American public health nurse (1871–1934)

Nannie Jacquelin Minor (1871–1934) was an early practitioner of public health nursing in the U.S. state of Virginia. She was a founding member of the Nurses Settlement in Richmond, Virginia.

==Biography==
Minor was born on June 15, 1871, in Charlottesville, Virginia. She attended the Old Dominion Hospital Training School, graduating in 1900. She pursued further study at Johns Hopkins Hospital and Thomas Wilson Sanatorium. At the turn of the century she worked with Sadie Heath Cabaniss to establish the Nurses Settlement. The two women worked with Sarah Harvie Wormeley to expand the Nurses Settlement into the Instructive Visiting Nurse Association (IVNA). Minor worked at INVA until 1922 when she became the director of Public Health Nursing in the Bureau of Child Welfare with the Virginia State Health Department.

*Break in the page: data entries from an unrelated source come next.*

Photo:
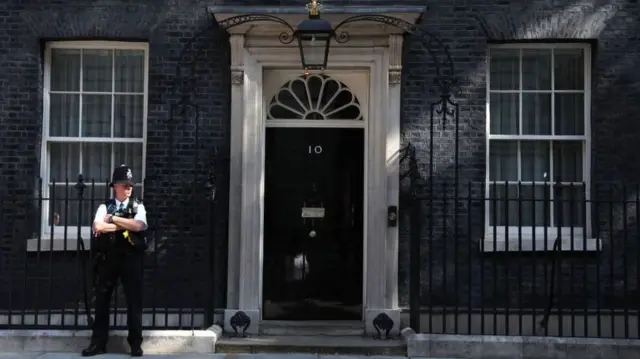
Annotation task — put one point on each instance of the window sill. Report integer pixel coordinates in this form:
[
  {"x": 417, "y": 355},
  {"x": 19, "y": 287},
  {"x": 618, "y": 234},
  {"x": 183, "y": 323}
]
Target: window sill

During her career she was member of the Virginia State Association of Nurses and was appointed to the first Virginia State Board of Examiners of Nurses where she served for ten years.

Minor died on January 30, 1934, in Lewisburg, West Virginia.

In 2018 the Virginia Capitol Foundation announced that Minor's name would be on the Virginia Women's Monument's glass Wall of Honor.